“Information is the oil of the 21st Century”. We have been hearing this phrase so often recently, but what is the reason? We are in a data-driven world. We create data, we share data, we analyze data, we read data, use data for reports, planning and decision making. We are made of data and as we mature in the world, the amount of data matures and increases and organizations accumulate and store more of it. GDPR is a recent buzzword that we have been hearing of especially around Europe, Gulf and Middle East. Read more to find out why.
With the increase in data, organizations begin to resort to information governance to provide a logical framework with clear processes and procedures in managing data for operational, transactional and analytical tasks. What organizations usually miss before doing so is setting clear information governance for a clear vision on what kind of data they are producing as an organization and how they would like to utilize it so they can abstract more significant data and minimize the cost and risks that come with managing it.
In May 2018, the European Union’s General Data Protection Regulation (GDPR) will come to effect. Does this mean anything for organizations? Sure it does and we are about to find out what it means and how it will impact the organizations’ information governance strategy for organizations around the world specifically the Gulf and Middle East!
Better understanding of GDPR…
Simply protecting your rights to data privacy. General Data Protection Regulation (GDPR) is an EU regulation that specifies how data should be used and protected. It was adopted by the EU in 2016 and will be enforced through the EU in May 2018. This does not mean there are limits to what you can do with your data. Your data will belong to you and only you.
How will this concern you if you are in the Gulf and Middle East?
Just because the laws are across the European Union, that does not mean the reach of GDPR will be within Europe only. International business will be affected too. Companies in the Gulf and the Middle East such as KSA, Qatar, UAE, Lebanon and so on, will be asked to implement the “right” information governance by processing the necessary security controls. It is important to mention that many countries in the MENA region including UAE and Qatar have already undergone their own initiatives towards “data protection”, maybe some with less strict details than GDPR, but the overall concept is within organizational structures. An example includes Qatar’s initiative issued in 2016: Data Privacy and Protection Law which has similarities with GDPR.
Who is GDPR applied to?
- Individuals in the European Union
- All companies in the European Union if they provide goods and/or services to residents
- Organizations outside the European Union if they monitor/process behavior/personal data of EU residents
What kind of personal data?
Any kind of data that can help in identifying you. Name, photo, email address, IP address, bank details, medical information, etc…
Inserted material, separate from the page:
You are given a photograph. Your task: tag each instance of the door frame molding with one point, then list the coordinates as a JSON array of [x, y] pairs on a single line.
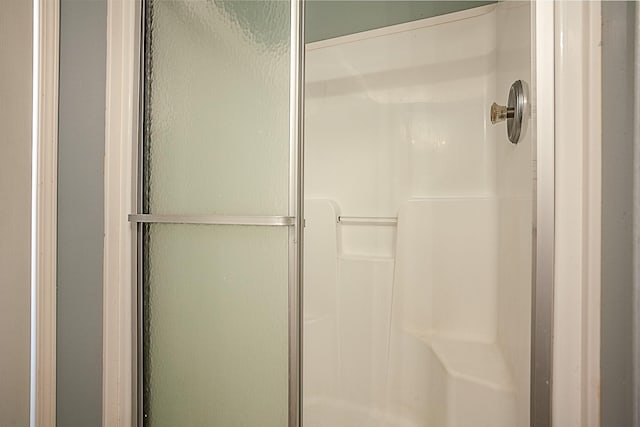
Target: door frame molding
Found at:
[[121, 135], [46, 30]]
GDPR Effect on Information Governance?
With the introduction of EU GDPR data privacy became more of a critical element to consider. Many new rules and regulations towards privacy rights, giving more power to data subjects:
- The right to know what is being done with their data
- The right to have their incorrect data corrected
- The right to have their data forgotten
- The right to have restrictions on processing of their data
- The right for data portability
- The right to object for their data being processed
- The right for limited usage of the data collected
- The right to be notified about data violation
Once EU GDPR is put into place, data controllers and data processors will have obligations in terms of how they will handle the data they own as an organization.
How will Organizations Govern their Information after GDPR is introduced?
A new information governance work plan will need to be put in place as an effort to comply with this change bought by the EU GDPR. The following are the list of steps needed:
- Data Privacy Risk Map:
The organizations must start by mapping what data they have and what kind of personal information is included in this data. What processes and procedures they have that are using this personal data and how are the personal data they hold exchanged to and from the organization.
- Data Minimization:
The personal data collected should only be the data the organization needs to be able to process a certain need/requirement. The personal data must be relevant to the case.
- Lifecycle Management:
Data collected must be stored for a limited amount of time and not for a long period of time. Therefore there must be a restriction on the retention duration of this personal data.
- Consent Processes:
Must be simplified so it’s no longer targeted for lawyers to understand. All regular individuals need to be able to comprehend so they can actually give consent for data collection.
- Data Anonymization and Pseudonymization:
Internal data security measures for privacy assurance. Removing any identifiable information from data sets so data owners remain anonymous.
- Strict time-frames for data violation:
The authority needs to be contacted within 72 hours for data breaches. Data leaks and information disclosure can no longer be reported a year later.
- In-house Data Protection Officer:
Organizations will much rather employe an internal data protection officer. The officer will have the power to enforce the GDPR security benchmarks and regulate accordingly.
The culture of Information Governance will see a change within organizations. It’s as though with the GDPR compliance, Organizations begin to fully embrace Information Governance in its true definition of providing operational transparency by managing the use and security or information. GDPR will most likely affect your organization even if you are not in the EU or do not operate in the EU. You should be concerned with the amount of confidential information your organization stores across the enterprise putting the organization at risk of data theft and disclosure of customer’s information. Take action today!